I loro risultati contribuiranno alle cure per numerose patologie, aumenteranno la nostra conoscenza dello Spazio e saranno utili a preparare le missioni di lunga durata del futuro, a partire da quella dell’Uomo su Marte.
L’Agenzia DIRE li racconterà, uno per uno, con interviste ai responsabili e visite ai laboratori in cui sono nati.
L’esperimento di cui ci occupiamo questa settimana è Perseo.
L’obiettivo è costruire un’armatura spaziale in grado di difendere gli astronauti dalle radiazioni cosmiche. In questa fase embrionale del progetto la protezione è affidata a una giacca piena di acqua. Paolo Nespoli la indosserà a bordo della Stazione Spaziale Internazionale.

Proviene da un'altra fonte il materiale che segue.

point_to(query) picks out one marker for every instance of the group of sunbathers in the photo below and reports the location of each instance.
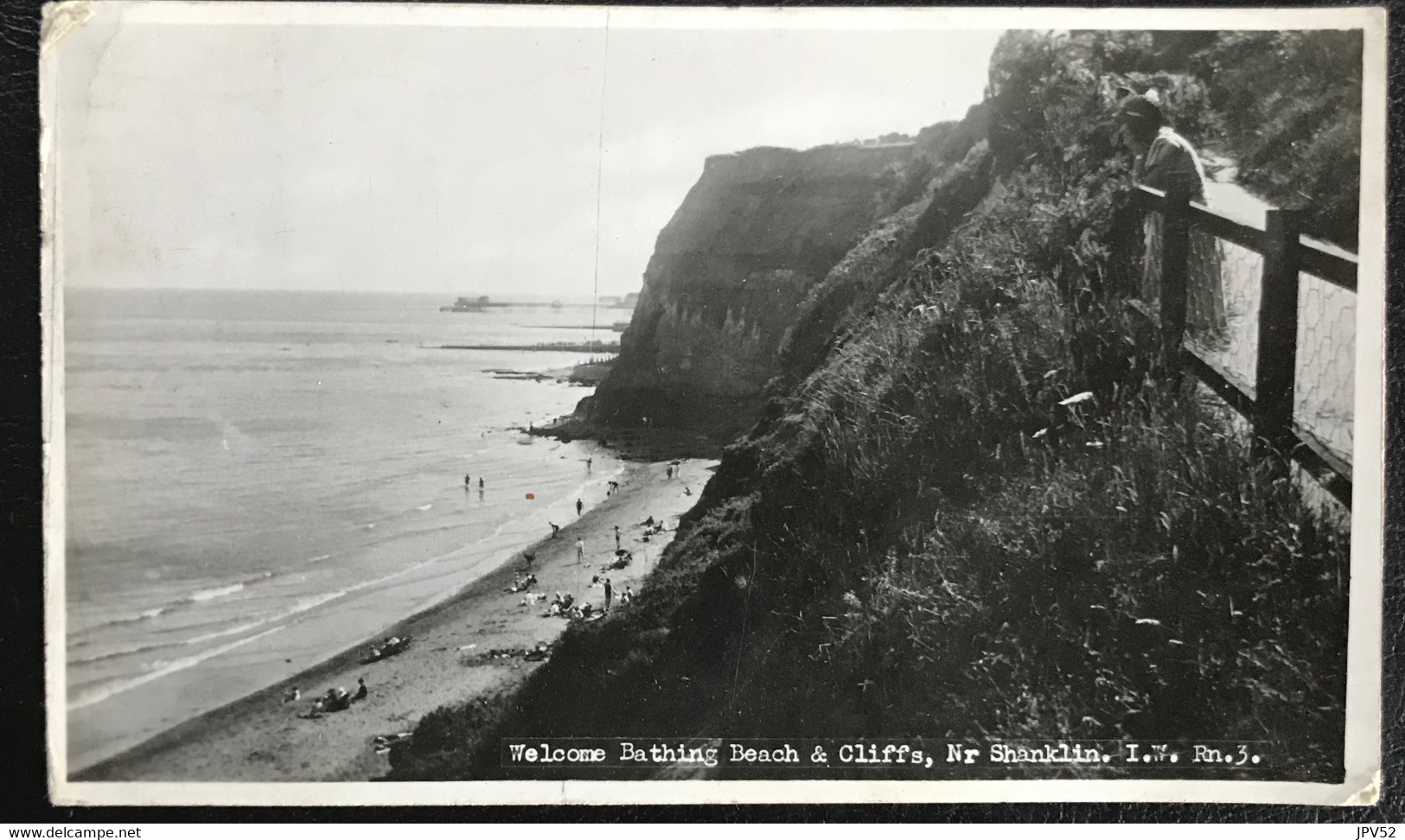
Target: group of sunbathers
(335, 700)
(389, 648)
(521, 584)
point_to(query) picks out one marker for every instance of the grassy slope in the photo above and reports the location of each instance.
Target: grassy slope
(917, 539)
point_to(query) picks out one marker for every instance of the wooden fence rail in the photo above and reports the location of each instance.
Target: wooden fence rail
(1269, 409)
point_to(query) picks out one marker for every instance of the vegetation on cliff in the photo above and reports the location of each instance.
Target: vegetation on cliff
(973, 506)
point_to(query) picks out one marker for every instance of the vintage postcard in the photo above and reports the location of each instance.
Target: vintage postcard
(588, 404)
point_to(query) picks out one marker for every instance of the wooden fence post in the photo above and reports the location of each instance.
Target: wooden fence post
(1175, 260)
(1276, 367)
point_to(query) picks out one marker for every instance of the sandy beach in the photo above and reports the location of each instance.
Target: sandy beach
(260, 738)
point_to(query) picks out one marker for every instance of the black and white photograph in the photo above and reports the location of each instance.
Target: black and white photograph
(616, 404)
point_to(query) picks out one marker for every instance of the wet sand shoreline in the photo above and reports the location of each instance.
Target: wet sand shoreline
(259, 738)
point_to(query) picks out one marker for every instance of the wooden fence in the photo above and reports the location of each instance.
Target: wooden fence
(1269, 408)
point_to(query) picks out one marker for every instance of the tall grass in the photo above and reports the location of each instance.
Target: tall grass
(982, 513)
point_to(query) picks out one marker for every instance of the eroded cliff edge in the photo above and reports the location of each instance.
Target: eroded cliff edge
(731, 271)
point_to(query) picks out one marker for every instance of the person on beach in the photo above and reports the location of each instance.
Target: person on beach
(1168, 162)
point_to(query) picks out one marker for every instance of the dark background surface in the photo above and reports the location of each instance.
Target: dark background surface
(24, 797)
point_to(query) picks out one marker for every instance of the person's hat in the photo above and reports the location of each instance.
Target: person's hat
(1141, 107)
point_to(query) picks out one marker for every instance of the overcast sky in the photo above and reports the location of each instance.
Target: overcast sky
(444, 159)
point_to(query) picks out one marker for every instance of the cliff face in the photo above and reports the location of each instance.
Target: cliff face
(757, 232)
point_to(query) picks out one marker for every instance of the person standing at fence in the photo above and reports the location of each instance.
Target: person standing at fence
(1168, 162)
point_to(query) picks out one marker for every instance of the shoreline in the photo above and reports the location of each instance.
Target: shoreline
(259, 738)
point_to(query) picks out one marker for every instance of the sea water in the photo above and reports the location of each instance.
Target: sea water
(259, 480)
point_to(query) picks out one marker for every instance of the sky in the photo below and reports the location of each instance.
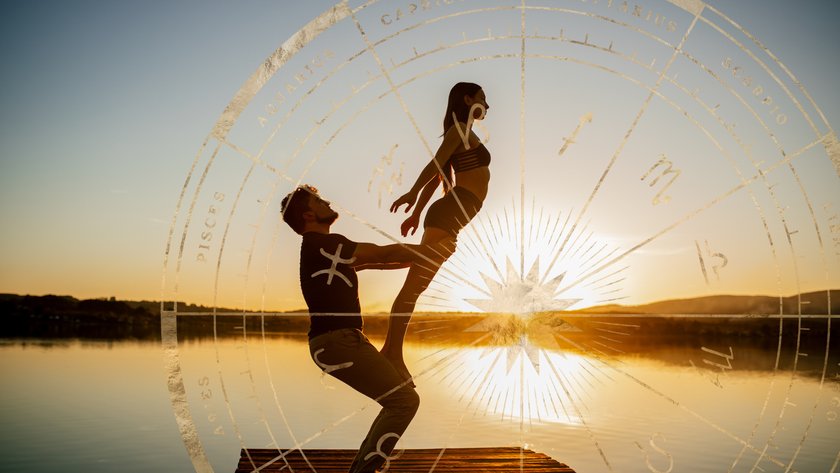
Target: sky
(105, 105)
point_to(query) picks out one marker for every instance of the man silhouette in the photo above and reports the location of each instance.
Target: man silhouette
(328, 265)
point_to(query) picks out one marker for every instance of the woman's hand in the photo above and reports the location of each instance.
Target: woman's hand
(408, 199)
(411, 223)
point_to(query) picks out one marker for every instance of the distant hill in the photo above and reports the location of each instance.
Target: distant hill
(813, 303)
(64, 316)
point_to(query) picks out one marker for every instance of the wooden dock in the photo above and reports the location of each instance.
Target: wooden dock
(424, 460)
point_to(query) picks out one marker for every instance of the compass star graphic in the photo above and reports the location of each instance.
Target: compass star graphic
(518, 310)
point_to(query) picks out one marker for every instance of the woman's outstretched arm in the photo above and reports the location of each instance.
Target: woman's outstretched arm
(412, 222)
(450, 143)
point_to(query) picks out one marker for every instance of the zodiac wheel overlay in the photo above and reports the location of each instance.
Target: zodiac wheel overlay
(642, 151)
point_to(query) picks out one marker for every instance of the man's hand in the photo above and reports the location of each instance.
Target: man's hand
(408, 199)
(411, 223)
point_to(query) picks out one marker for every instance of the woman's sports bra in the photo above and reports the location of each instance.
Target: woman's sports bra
(473, 158)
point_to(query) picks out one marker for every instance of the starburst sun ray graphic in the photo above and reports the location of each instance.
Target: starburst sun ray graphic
(521, 371)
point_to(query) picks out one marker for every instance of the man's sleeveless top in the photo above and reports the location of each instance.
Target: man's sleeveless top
(328, 282)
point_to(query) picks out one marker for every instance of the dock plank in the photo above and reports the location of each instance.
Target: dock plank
(421, 460)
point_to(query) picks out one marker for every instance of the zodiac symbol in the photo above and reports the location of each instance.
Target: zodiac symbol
(715, 268)
(573, 137)
(382, 454)
(663, 161)
(335, 260)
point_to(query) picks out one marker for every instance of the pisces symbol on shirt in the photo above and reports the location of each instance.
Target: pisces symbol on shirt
(332, 271)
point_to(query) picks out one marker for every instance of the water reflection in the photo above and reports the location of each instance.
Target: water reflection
(584, 404)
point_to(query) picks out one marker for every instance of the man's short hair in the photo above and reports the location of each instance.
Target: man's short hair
(295, 204)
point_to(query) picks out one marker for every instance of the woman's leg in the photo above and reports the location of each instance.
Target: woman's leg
(439, 246)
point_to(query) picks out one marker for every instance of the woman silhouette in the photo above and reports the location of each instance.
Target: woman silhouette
(462, 152)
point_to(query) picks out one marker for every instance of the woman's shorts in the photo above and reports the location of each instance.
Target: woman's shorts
(447, 215)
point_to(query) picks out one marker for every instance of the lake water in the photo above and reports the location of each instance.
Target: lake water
(73, 405)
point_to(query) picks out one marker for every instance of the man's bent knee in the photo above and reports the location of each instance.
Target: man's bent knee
(405, 398)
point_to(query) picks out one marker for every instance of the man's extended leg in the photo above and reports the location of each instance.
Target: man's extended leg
(348, 355)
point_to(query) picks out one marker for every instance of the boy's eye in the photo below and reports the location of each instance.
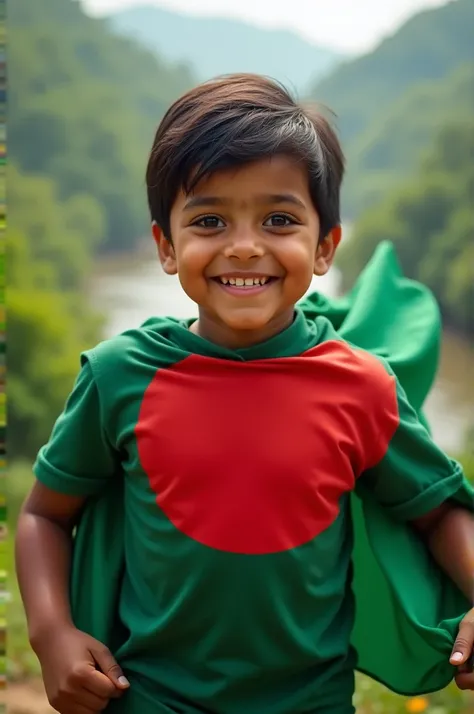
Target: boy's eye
(209, 222)
(279, 220)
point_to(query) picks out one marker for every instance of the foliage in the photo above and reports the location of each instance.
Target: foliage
(83, 106)
(430, 221)
(392, 145)
(430, 46)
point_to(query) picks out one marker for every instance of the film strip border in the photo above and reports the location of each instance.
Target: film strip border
(3, 510)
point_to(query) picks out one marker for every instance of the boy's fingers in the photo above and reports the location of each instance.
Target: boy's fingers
(465, 681)
(108, 665)
(464, 644)
(100, 685)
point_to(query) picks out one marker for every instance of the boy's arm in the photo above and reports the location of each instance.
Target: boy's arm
(43, 556)
(78, 461)
(449, 534)
(416, 482)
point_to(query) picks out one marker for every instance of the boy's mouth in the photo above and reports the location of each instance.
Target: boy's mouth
(244, 285)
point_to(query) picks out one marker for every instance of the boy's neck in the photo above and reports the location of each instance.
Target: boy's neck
(220, 334)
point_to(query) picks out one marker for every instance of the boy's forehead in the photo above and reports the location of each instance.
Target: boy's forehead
(276, 175)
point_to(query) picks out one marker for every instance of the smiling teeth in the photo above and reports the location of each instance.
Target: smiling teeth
(243, 283)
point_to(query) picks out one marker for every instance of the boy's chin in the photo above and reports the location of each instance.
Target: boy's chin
(248, 320)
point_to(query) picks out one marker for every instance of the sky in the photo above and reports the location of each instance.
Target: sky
(351, 26)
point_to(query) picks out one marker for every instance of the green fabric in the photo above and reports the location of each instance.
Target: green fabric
(402, 636)
(403, 633)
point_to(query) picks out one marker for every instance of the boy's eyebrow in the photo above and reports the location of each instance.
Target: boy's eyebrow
(200, 201)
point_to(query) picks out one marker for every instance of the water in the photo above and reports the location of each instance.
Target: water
(131, 291)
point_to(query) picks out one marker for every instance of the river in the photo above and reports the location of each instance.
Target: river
(129, 291)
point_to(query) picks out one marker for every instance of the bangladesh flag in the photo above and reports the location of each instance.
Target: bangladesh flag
(247, 542)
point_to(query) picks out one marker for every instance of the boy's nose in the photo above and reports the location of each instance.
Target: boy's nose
(244, 247)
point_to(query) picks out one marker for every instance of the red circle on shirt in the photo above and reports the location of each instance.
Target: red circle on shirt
(248, 457)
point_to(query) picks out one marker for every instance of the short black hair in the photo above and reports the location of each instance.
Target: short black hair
(234, 120)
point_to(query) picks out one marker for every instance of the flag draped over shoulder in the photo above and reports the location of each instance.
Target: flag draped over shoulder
(407, 610)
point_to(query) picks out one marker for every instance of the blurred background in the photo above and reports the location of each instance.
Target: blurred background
(88, 84)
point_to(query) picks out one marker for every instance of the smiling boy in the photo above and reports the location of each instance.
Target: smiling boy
(238, 439)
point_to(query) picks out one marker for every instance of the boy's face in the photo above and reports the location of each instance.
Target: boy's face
(245, 247)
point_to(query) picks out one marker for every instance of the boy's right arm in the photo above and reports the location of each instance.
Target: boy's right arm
(80, 674)
(80, 459)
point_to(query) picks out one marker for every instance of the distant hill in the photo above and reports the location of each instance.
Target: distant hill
(390, 102)
(429, 46)
(214, 45)
(380, 158)
(84, 105)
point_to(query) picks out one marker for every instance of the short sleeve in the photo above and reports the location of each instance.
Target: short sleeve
(414, 476)
(79, 459)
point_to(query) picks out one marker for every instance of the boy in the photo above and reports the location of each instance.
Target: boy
(232, 443)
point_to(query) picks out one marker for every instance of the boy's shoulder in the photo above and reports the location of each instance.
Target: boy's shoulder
(152, 342)
(367, 368)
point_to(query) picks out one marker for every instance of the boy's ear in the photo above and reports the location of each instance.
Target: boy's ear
(165, 250)
(326, 251)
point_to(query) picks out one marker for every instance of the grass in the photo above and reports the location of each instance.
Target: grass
(371, 698)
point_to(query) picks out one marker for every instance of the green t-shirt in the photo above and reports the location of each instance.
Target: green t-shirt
(238, 468)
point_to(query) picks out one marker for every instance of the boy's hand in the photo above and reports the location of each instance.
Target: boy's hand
(80, 675)
(463, 653)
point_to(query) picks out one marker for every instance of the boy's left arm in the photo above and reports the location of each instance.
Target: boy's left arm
(417, 483)
(448, 531)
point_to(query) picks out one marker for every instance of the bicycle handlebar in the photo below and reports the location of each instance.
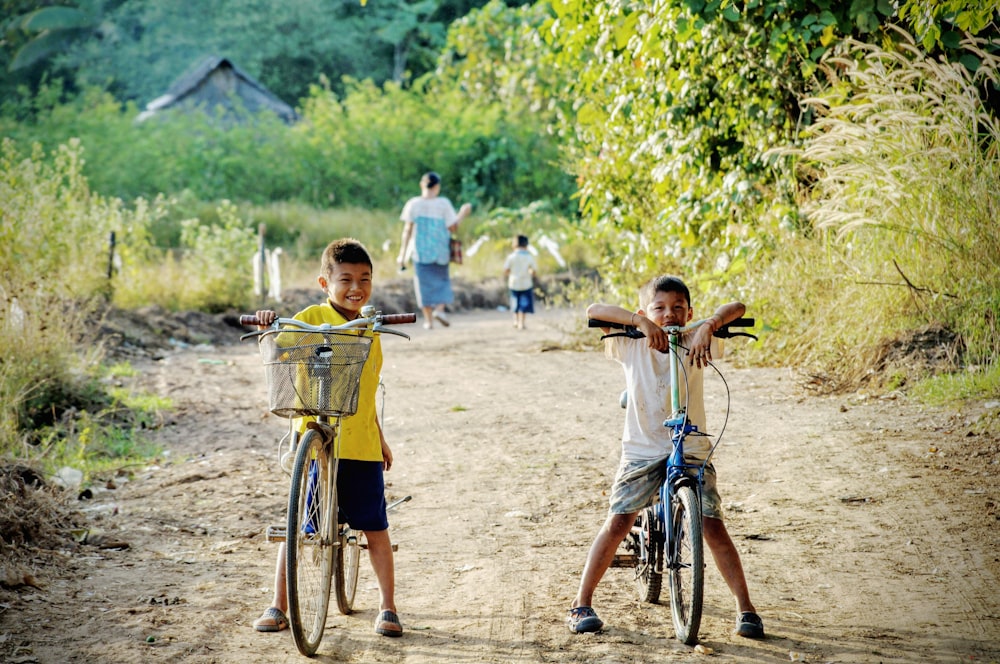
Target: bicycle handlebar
(384, 319)
(376, 321)
(635, 333)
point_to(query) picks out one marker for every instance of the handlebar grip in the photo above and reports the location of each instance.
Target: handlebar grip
(593, 322)
(398, 319)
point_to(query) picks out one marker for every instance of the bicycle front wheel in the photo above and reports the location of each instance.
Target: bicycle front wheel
(310, 541)
(686, 564)
(349, 562)
(648, 551)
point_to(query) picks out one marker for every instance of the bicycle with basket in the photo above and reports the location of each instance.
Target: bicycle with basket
(316, 371)
(667, 536)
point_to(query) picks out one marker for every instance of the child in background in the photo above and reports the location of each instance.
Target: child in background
(520, 269)
(346, 278)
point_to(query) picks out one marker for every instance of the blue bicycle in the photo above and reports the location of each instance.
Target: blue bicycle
(667, 536)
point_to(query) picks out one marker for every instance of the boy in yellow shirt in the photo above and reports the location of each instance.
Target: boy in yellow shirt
(346, 278)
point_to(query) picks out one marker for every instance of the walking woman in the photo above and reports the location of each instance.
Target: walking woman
(429, 220)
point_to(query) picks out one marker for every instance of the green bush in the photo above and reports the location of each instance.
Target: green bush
(904, 228)
(366, 149)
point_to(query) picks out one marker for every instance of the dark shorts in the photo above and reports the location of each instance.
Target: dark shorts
(522, 301)
(361, 494)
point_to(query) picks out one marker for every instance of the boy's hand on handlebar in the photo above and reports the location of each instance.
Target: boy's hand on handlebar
(265, 317)
(657, 338)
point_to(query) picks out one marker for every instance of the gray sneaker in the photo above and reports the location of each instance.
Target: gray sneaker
(583, 619)
(750, 625)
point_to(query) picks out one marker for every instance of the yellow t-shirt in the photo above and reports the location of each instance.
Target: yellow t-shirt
(359, 437)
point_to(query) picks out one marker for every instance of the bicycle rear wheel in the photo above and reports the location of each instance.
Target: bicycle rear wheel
(686, 564)
(648, 550)
(349, 562)
(310, 541)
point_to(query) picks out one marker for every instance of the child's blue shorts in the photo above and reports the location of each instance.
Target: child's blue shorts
(522, 301)
(361, 494)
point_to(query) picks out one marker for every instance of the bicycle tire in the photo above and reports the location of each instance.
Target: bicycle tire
(648, 550)
(686, 565)
(348, 564)
(309, 542)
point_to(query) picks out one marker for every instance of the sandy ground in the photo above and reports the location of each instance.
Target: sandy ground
(868, 527)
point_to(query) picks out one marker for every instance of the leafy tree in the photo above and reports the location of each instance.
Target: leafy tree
(679, 105)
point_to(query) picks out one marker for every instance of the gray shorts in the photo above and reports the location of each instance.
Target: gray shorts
(637, 485)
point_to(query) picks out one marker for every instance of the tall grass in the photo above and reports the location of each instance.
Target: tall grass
(904, 212)
(54, 235)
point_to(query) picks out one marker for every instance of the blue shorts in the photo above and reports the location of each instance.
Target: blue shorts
(361, 494)
(522, 301)
(637, 485)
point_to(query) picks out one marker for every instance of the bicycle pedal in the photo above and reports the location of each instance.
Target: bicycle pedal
(624, 560)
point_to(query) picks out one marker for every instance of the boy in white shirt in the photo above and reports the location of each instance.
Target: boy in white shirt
(520, 269)
(664, 301)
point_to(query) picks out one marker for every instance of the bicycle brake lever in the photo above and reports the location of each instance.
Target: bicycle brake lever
(727, 334)
(628, 331)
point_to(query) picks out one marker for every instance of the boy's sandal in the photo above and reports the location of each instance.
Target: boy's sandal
(387, 624)
(272, 620)
(583, 619)
(750, 625)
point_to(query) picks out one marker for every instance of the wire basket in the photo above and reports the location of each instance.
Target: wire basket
(313, 373)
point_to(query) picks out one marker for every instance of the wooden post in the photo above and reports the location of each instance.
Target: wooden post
(109, 291)
(262, 264)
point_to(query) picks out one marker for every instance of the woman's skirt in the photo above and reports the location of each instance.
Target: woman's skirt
(432, 284)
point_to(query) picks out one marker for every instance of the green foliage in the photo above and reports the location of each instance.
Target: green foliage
(970, 384)
(904, 171)
(366, 149)
(220, 255)
(937, 23)
(53, 254)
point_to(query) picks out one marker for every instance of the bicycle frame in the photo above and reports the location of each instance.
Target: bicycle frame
(679, 471)
(312, 522)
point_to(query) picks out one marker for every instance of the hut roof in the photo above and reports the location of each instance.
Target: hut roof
(216, 81)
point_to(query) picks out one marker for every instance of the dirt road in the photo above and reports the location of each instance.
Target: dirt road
(868, 527)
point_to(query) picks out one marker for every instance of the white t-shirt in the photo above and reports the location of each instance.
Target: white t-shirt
(520, 262)
(647, 379)
(432, 220)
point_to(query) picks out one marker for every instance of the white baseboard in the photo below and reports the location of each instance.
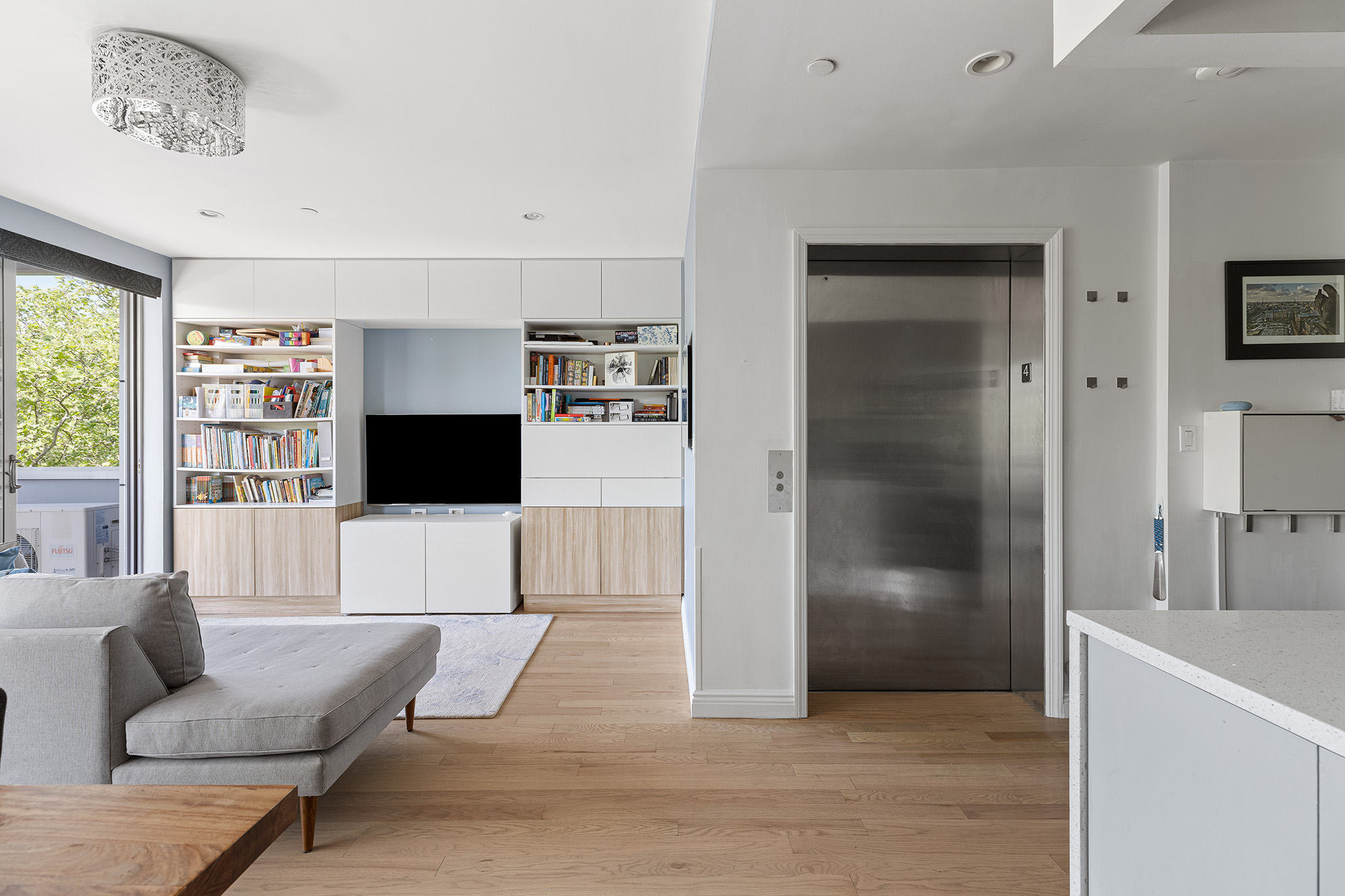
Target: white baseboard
(744, 704)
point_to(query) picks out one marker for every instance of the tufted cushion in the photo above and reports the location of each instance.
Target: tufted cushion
(283, 689)
(155, 607)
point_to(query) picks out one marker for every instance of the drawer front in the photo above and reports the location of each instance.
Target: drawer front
(562, 493)
(642, 493)
(596, 451)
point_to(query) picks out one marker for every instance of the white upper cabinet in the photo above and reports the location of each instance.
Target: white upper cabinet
(387, 289)
(562, 289)
(475, 289)
(213, 288)
(292, 288)
(642, 289)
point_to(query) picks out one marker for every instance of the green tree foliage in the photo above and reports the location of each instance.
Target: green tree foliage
(67, 378)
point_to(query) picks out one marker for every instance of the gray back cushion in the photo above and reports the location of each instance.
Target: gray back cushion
(154, 606)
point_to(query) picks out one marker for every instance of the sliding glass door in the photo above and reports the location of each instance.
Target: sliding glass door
(8, 450)
(70, 397)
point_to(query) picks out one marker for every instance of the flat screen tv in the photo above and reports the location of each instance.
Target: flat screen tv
(443, 459)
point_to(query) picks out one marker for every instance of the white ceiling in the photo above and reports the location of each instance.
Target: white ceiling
(900, 98)
(418, 128)
(1249, 16)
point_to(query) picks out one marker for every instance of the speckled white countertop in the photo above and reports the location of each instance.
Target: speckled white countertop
(1286, 666)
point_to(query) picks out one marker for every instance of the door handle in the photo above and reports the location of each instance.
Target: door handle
(11, 473)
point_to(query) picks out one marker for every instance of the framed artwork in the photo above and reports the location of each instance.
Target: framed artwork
(620, 369)
(1285, 310)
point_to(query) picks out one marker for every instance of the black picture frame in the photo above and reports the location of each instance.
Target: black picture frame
(1321, 312)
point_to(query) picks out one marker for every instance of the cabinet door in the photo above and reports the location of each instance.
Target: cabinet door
(561, 551)
(295, 552)
(560, 289)
(1332, 820)
(596, 452)
(642, 289)
(295, 289)
(383, 567)
(1284, 458)
(216, 547)
(642, 551)
(1189, 794)
(471, 567)
(389, 289)
(211, 288)
(475, 289)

Perseo consiste “nella realizzazione di un prototipo di giacca che sia un dispositivo di schermatura dalla radiazione in particolare in caso di eventi solari– spiega Giorgio Baiocco dell’Università di Pavia, responsabile dell’esperimento insieme ad Andrea Ottolenghi-. Gli eventi solari sono delle tempeste, dei momenti in cui l’attività del sole fa sì che vengano emesse nello Spazio particelle, principalmente protoni. Queste particelle sono in grado di penetrare le schermature dei vari veicoli, dei possibili habitat, raggiungere l’astronauta e possono causare danni alla salute, anche danni immediati. L’idea di Perseo è quella di sviluppare una giacca che possa essere riempita d’acqua. Questo perché l’acqua ha delle buone proprietà in termini di schermatura, quindi di protezione da questo tipo particolare di radiazione, e soprattutto perché l’acqua è un materiale facilmente disponibile. Qualora si preveda una futura missione di lunga durata l’acqua dovrà sicuramente essere disponibile. L’idea è quella dell’ottimizzazione di risorse sicuramente a bordo. Quindi non lanciare nuovo materiale ma usare quello che si ha”.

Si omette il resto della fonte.